In-service teacher training launched at Mabaruma
By Iana Seales
February 28, 2004
Project launched: CPCE in collaboration with the Guyana Basic Education Teacher Training Project (GBET) launched its Basic Level One Certificate Programme at Mabaruma yesterday. From left are Chief Education Officer Ed Caesar; CPCE Principal Cherryl Foste
Teacher education in Region One took a quantum leap towards improvement yesterday when the Cyril Potter College of Education (CPCE) launched its Level One Basic Certificate Programme at Mabaruma in the North West.
Focused on the need to provide access to education as emphasised in the strategic plan of the Ministry of Education, the college in collaboration with the Guyana Basic Education Teacher Training Project (GBET) has expanded its programme with the establishment of an in-service teacher training centre in the hinterland community. One of five distance education programmes piloted at in-service centres, trainees of the Level One Basic will graduate at year end.
In 1996, the Canadian International Development Agency (CIDA) offered a substantial grant to the Ministry of Education for the development of teacher education. After several consultations with project officers from CIDA and main stakeholders, GBET was designed. The project receives technical assistance from the Chief Executing Agency, TECSULT, and aims at ensuring CPCE has the capacity to implement distance-teacher training programmes with emphasis on hinterland regions.
CPCE Principal Cherryl Foster, in her address, noted that through this current collaboration the college now has a well-equipped Distance Education Unit and faculty capable of delivering and upgrading teacher education and teacher certificate programmes. Distance education has been recognised as a fairly recent innovation, Foster said and it has grown faster than any other form of education over the past 25 years. It is a resourceful approach to learning which puts the onus for learning on the learner, she pointed out, adding that it is useful not only for academic learning but also character-building life skills.
Upgrading programmes for teachers in the four core subjects are being offered in Regions One, Seven, Eight and Nine and many graduates of those programmes are either currently on the pre-service programme at Turkeyen, at the recently established centres in Region One or awaiting the establishment of centres in their regions.

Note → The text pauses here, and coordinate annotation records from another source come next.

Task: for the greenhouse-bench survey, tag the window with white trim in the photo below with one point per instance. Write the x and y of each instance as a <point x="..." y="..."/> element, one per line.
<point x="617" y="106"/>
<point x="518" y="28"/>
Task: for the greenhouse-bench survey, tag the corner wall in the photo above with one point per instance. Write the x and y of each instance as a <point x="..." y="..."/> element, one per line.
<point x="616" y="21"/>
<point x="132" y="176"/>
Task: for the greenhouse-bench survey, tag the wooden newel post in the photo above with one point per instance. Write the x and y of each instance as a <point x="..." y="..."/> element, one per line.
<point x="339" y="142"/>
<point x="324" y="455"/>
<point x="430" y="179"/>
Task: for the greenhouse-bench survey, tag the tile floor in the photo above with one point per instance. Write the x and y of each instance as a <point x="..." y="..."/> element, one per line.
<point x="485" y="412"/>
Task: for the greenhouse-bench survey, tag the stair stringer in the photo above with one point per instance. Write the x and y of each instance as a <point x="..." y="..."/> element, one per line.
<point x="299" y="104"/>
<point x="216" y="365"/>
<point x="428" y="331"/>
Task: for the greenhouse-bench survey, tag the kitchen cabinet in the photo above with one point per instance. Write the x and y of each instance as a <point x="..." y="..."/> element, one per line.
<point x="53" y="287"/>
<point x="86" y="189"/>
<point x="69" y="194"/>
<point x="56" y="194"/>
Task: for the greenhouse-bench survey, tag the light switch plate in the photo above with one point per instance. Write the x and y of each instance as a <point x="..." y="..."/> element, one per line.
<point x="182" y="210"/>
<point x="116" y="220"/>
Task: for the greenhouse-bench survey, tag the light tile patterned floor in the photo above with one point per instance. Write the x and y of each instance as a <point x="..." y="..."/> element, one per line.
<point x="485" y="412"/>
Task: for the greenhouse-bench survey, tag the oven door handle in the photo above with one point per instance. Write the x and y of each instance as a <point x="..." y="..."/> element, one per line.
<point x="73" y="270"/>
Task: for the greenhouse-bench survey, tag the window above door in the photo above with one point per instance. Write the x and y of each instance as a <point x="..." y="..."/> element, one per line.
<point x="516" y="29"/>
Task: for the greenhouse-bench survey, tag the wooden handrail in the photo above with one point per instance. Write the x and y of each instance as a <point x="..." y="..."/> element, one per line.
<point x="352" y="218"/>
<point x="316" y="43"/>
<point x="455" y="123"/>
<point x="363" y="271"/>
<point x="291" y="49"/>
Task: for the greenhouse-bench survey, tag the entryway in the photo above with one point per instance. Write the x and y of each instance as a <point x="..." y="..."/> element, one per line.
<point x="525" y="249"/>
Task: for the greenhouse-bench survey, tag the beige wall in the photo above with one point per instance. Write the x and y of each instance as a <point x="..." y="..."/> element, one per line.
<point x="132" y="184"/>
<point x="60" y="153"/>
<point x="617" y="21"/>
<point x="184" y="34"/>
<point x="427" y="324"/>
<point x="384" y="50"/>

Minister of Amerindian Affairs Carolyn Rodrigues, in her feature address, said that though government is supportive of decentralising education, hinterland students are yet to make the cut for Cuban scholarships.
Rodrigues said she could not find ten students from Amerindian communities who met the scholarship requirements. Asserting that the current situation will change, the minister disclosed that she is working along with several persons to ensure that hinterland students benefit from the Cuban scholarship programme.

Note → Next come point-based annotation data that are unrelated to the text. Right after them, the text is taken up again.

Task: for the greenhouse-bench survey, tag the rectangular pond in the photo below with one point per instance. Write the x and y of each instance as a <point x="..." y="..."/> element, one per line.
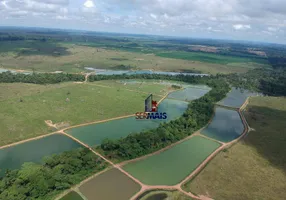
<point x="112" y="184"/>
<point x="13" y="157"/>
<point x="236" y="97"/>
<point x="94" y="134"/>
<point x="173" y="165"/>
<point x="225" y="126"/>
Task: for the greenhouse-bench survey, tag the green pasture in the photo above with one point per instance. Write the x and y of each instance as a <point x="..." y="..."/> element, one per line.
<point x="13" y="157"/>
<point x="255" y="167"/>
<point x="148" y="87"/>
<point x="173" y="165"/>
<point x="22" y="115"/>
<point x="73" y="57"/>
<point x="236" y="97"/>
<point x="112" y="184"/>
<point x="225" y="126"/>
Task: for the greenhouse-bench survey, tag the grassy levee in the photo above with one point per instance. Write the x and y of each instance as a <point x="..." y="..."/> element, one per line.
<point x="254" y="168"/>
<point x="24" y="112"/>
<point x="161" y="194"/>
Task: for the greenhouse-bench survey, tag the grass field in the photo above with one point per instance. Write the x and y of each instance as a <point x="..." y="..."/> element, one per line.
<point x="148" y="87"/>
<point x="163" y="195"/>
<point x="47" y="56"/>
<point x="22" y="120"/>
<point x="254" y="168"/>
<point x="173" y="165"/>
<point x="109" y="185"/>
<point x="72" y="196"/>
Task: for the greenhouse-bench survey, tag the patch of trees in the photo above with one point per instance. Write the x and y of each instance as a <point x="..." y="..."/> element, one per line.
<point x="197" y="115"/>
<point x="39" y="78"/>
<point x="269" y="82"/>
<point x="55" y="174"/>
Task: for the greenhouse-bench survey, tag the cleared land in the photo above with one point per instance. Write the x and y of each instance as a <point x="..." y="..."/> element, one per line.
<point x="49" y="56"/>
<point x="33" y="151"/>
<point x="173" y="165"/>
<point x="148" y="87"/>
<point x="22" y="115"/>
<point x="225" y="126"/>
<point x="72" y="196"/>
<point x="254" y="168"/>
<point x="112" y="184"/>
<point x="162" y="195"/>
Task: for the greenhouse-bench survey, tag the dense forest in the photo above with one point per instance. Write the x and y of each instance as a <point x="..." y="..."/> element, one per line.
<point x="55" y="174"/>
<point x="39" y="78"/>
<point x="269" y="82"/>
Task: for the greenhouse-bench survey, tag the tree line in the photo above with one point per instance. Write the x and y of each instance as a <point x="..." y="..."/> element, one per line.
<point x="267" y="81"/>
<point x="55" y="174"/>
<point x="39" y="78"/>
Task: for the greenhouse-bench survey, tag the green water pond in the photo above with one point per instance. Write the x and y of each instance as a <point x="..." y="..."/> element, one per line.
<point x="33" y="151"/>
<point x="173" y="165"/>
<point x="94" y="134"/>
<point x="225" y="126"/>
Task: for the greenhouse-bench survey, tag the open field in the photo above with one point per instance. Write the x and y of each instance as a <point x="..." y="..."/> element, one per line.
<point x="225" y="126"/>
<point x="111" y="184"/>
<point x="188" y="94"/>
<point x="72" y="196"/>
<point x="163" y="195"/>
<point x="254" y="168"/>
<point x="50" y="56"/>
<point x="173" y="165"/>
<point x="139" y="85"/>
<point x="33" y="151"/>
<point x="24" y="117"/>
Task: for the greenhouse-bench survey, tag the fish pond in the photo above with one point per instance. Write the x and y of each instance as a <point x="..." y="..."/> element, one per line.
<point x="112" y="184"/>
<point x="173" y="165"/>
<point x="33" y="151"/>
<point x="94" y="134"/>
<point x="225" y="126"/>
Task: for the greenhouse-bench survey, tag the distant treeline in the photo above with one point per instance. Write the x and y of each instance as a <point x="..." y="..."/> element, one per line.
<point x="198" y="113"/>
<point x="269" y="82"/>
<point x="39" y="78"/>
<point x="54" y="175"/>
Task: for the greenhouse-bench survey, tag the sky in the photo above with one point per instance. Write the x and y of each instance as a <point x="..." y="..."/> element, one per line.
<point x="254" y="20"/>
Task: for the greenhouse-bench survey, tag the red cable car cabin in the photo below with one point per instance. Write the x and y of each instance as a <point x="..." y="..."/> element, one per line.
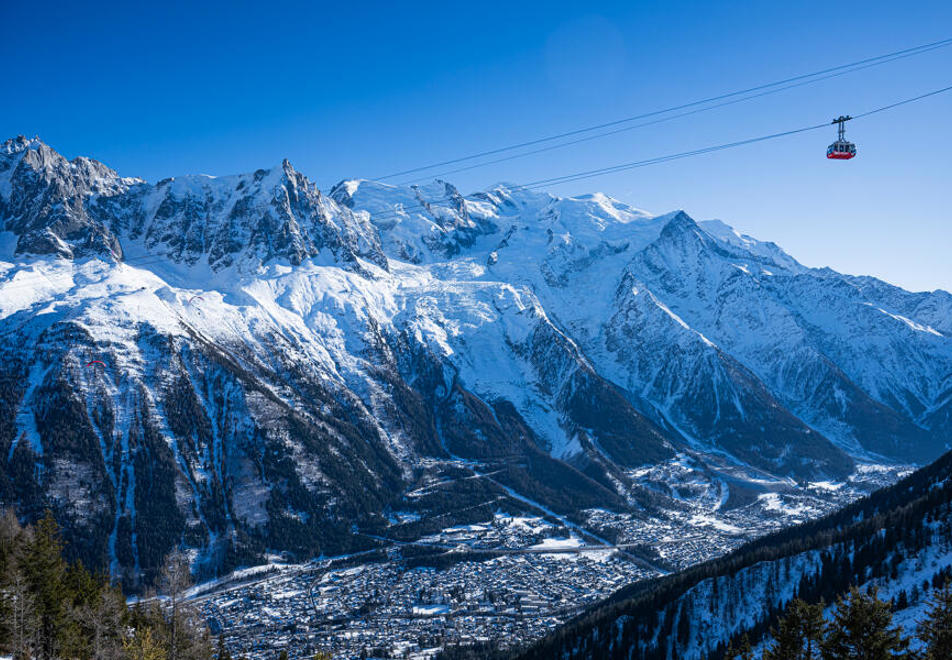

The initiative by CPCE is a welcome move in Region One Rodrigues said, as trainees no longer have to travel to the city to be upgraded.

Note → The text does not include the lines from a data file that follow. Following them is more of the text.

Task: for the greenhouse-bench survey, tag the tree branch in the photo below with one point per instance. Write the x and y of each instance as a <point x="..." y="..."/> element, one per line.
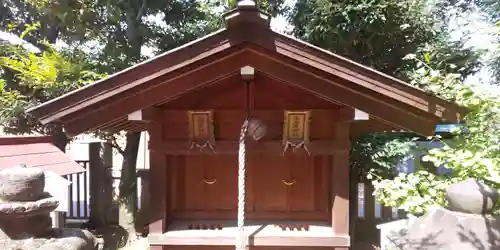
<point x="142" y="10"/>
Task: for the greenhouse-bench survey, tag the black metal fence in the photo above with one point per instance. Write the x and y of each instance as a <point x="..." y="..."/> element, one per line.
<point x="79" y="194"/>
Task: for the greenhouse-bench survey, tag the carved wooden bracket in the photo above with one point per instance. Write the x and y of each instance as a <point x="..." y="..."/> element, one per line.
<point x="296" y="130"/>
<point x="201" y="130"/>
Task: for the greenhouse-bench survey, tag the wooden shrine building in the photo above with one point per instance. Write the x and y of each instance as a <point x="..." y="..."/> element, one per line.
<point x="192" y="101"/>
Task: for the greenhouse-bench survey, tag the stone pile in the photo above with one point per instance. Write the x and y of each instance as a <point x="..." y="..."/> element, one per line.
<point x="466" y="224"/>
<point x="25" y="209"/>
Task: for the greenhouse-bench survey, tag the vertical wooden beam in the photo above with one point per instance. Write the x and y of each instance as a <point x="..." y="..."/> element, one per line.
<point x="369" y="203"/>
<point x="340" y="206"/>
<point x="157" y="175"/>
<point x="100" y="184"/>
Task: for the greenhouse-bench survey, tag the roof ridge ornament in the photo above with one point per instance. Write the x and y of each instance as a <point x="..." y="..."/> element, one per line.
<point x="247" y="12"/>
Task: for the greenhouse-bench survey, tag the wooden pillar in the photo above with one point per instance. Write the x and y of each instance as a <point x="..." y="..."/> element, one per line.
<point x="340" y="206"/>
<point x="157" y="176"/>
<point x="100" y="183"/>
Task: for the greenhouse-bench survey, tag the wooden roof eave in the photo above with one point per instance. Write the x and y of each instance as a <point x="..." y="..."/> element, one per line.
<point x="55" y="109"/>
<point x="322" y="65"/>
<point x="358" y="74"/>
<point x="321" y="87"/>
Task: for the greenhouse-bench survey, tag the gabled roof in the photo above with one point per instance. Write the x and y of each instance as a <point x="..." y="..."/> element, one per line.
<point x="36" y="151"/>
<point x="246" y="40"/>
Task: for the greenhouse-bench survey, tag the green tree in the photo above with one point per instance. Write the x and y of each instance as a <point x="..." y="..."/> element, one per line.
<point x="472" y="153"/>
<point x="379" y="34"/>
<point x="35" y="78"/>
<point x="133" y="26"/>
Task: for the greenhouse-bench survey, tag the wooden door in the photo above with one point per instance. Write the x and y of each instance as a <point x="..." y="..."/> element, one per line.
<point x="267" y="175"/>
<point x="303" y="192"/>
<point x="210" y="182"/>
<point x="291" y="184"/>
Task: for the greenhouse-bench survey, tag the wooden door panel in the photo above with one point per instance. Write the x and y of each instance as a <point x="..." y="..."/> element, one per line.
<point x="268" y="173"/>
<point x="194" y="187"/>
<point x="223" y="194"/>
<point x="210" y="182"/>
<point x="303" y="191"/>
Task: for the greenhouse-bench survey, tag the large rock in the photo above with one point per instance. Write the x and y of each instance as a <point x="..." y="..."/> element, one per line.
<point x="27" y="209"/>
<point x="63" y="239"/>
<point x="471" y="196"/>
<point x="442" y="229"/>
<point x="21" y="184"/>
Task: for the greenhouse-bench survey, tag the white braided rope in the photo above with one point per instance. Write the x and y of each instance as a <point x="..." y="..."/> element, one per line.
<point x="240" y="237"/>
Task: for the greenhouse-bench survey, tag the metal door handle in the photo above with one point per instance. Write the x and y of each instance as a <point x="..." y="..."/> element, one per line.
<point x="210" y="182"/>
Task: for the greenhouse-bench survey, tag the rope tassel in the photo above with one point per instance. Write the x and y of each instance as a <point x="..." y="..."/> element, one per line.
<point x="241" y="238"/>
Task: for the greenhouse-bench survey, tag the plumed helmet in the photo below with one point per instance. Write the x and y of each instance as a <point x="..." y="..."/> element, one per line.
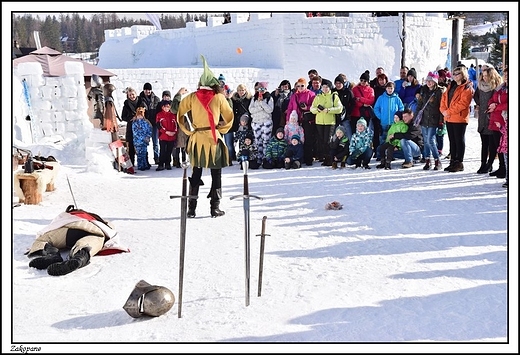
<point x="148" y="300"/>
<point x="96" y="81"/>
<point x="108" y="89"/>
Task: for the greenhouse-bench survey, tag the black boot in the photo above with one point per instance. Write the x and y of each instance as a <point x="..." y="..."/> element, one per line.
<point x="192" y="202"/>
<point x="215" y="196"/>
<point x="485" y="168"/>
<point x="192" y="205"/>
<point x="80" y="259"/>
<point x="50" y="255"/>
<point x="499" y="173"/>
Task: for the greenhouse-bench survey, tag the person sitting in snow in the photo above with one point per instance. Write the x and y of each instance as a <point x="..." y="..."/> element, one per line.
<point x="248" y="151"/>
<point x="142" y="132"/>
<point x="275" y="151"/>
<point x="243" y="130"/>
<point x="85" y="234"/>
<point x="292" y="127"/>
<point x="294" y="153"/>
<point x="339" y="147"/>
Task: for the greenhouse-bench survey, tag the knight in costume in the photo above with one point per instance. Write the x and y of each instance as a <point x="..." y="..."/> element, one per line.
<point x="211" y="117"/>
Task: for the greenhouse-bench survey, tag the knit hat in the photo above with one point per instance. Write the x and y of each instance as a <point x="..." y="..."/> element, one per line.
<point x="326" y="82"/>
<point x="244" y="118"/>
<point x="412" y="72"/>
<point x="434" y="76"/>
<point x="339" y="79"/>
<point x="207" y="78"/>
<point x="444" y="74"/>
<point x="164" y="103"/>
<point x="140" y="110"/>
<point x="362" y="121"/>
<point x="166" y="93"/>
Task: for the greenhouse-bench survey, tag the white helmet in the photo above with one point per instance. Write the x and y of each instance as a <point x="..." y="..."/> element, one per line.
<point x="149" y="300"/>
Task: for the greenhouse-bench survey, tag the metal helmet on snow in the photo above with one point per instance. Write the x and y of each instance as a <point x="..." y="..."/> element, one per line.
<point x="108" y="89"/>
<point x="96" y="81"/>
<point x="148" y="300"/>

Chief Education Officer Ed Caesar remarked that for the programme to be a success trainees must garner support. He said centres can be established in every community across the country but the onus is on the education department and trainees to make things work.
Caesar said that trainees will have to adapt to a new role; being accountable for the performance of every student. He called on them to demonstrate that work is being done in schools.
He said in the years ahead adequate collaboration between the University of Guyana (UG) and CPCE will result in the latter taking over the education programme offered at UG.
Programme Manager Pascale Turcotte said CIDA's approval of an extension for the distance education programme is testimony to CIDA's commitment to the project.
Co-ordinator of the Port Kaituma Training Centre Ann Forde told Stabroek News that the implementation of the Basic Level One Programme is a boost for the Mabaruma community and its environs, since schools will now have trained teachers at the end of the programme.
Forde who has been in the teaching profession for some 30 years said the programme will reach teachers in Sebai, Arakaka, Matthew's Ridge and Port Kaituma.
Four teachers from Forde's district, Port Kaituma, are among the first batch of trainees. The remaining 17 who form the teaching body at the school are yet to be upgraded.
Forde recalled that in 1992, an upgrading programme was launched in the community. The programme which ran for four years improved teacher performance and fully equipped them for the Basic Level One programme offered by CPEC. But the programme ended for want of funding and several teachers missed out on the training opportunity.
Bibi Samad, a teacher at Arakaka said the Basic Level One in the community has answered her dream to train right at home. Samad started in the profession five years ago, but her desire to train in Georgetown never saw fruition because of her busy schedule at home. Travelling to the city would have meant countless sacrifices. Now CPCE has come to Region One and fulfilled her dream to study and work in her community.
CPCE is commemorating 57 years of service in Guyana.